The film says Australia should raise its refugee intake, giving the example of Australia's acceptance of Vietnamese asylum seekers in the 1970s and Europe's response to the Syrian refugee crisis — in particular, Germany's intake of Syrian refuges.

However, the film omits how European nations are building walls and deploying armed fleets to stop asylum seekers.

More importantly, it never discusses why racism exists in Australia or how asylum seekers are used by governments as a weapon of mass distraction from social and environmental attacks.

The film also neglects the story of those fighting against the detention regime. The only time the documentary shows footage of a protest in detention is in the days leading up to Berati's death.

Among other protests not mentioned is the mass hunger strike of more than 700 asylum seekers in Manus detention centre at the start of last year — the largest hunger strike in world history.

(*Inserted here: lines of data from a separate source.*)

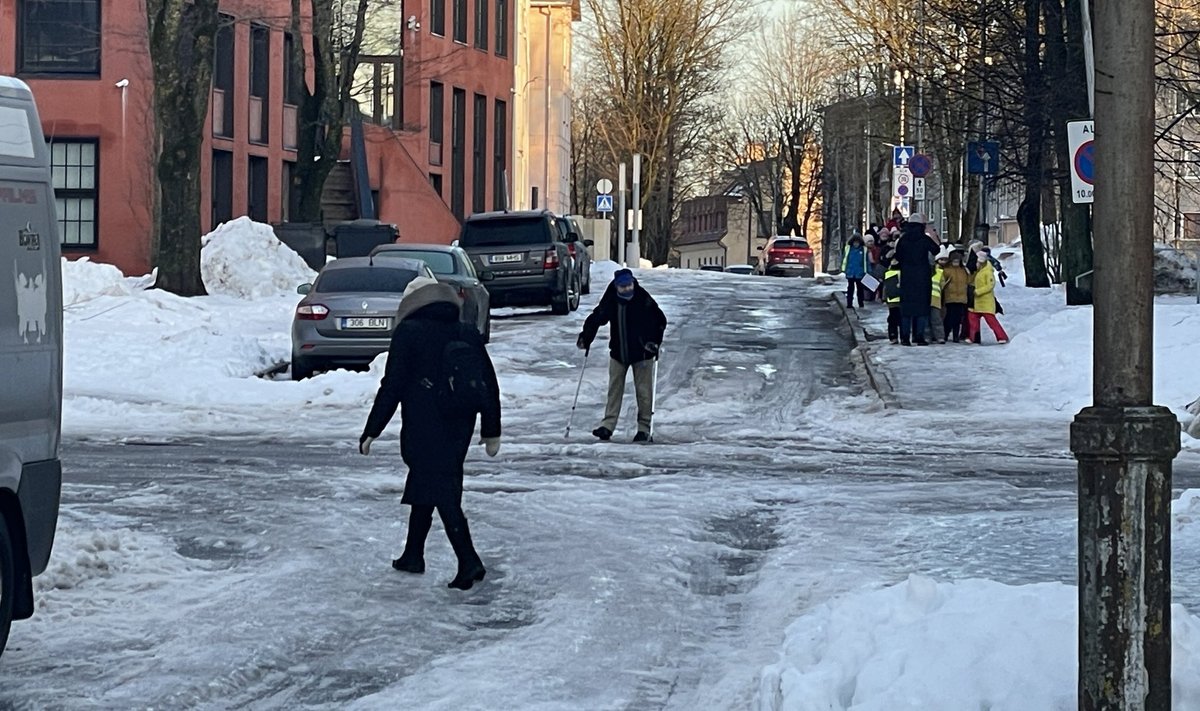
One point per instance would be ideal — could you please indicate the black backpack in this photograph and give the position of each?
(461, 386)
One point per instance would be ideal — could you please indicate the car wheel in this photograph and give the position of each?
(301, 368)
(7, 583)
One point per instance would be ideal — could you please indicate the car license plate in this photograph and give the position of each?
(366, 323)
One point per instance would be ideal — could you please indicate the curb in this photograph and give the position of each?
(876, 375)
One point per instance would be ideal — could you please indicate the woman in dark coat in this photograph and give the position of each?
(915, 250)
(433, 442)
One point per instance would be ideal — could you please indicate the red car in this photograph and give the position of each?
(786, 256)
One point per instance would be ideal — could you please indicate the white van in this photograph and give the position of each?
(30, 353)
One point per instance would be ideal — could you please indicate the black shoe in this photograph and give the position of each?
(468, 577)
(409, 565)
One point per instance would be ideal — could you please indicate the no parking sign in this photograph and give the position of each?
(1083, 166)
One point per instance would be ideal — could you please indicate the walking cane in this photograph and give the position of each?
(654, 389)
(582, 370)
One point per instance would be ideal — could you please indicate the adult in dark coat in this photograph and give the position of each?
(637, 324)
(433, 443)
(915, 250)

There is also no time given to the refugee campaign in Australia, apart from dedicating the film to Malcolm Fraser at the end.

Absent are the stories of solidarity, such as examples of asylum seekers drawing pictures in Nauru depicting their suffering and sending them to activists in Australia, who paint them on banners featured in street protests.

Chasing Asylum never gives a sense of agency. There is no sense that refugee activism can make a difference or that there is a refugee campaign in Australia people can join.

However, as a visceral examination of the conditions in offshore processing, Chasing Asylum is intensely brilliant. It is the first documentary to visually pull together horrors of children in detention, sexual assault, abusive guards and conditions that directly contribute to deaths.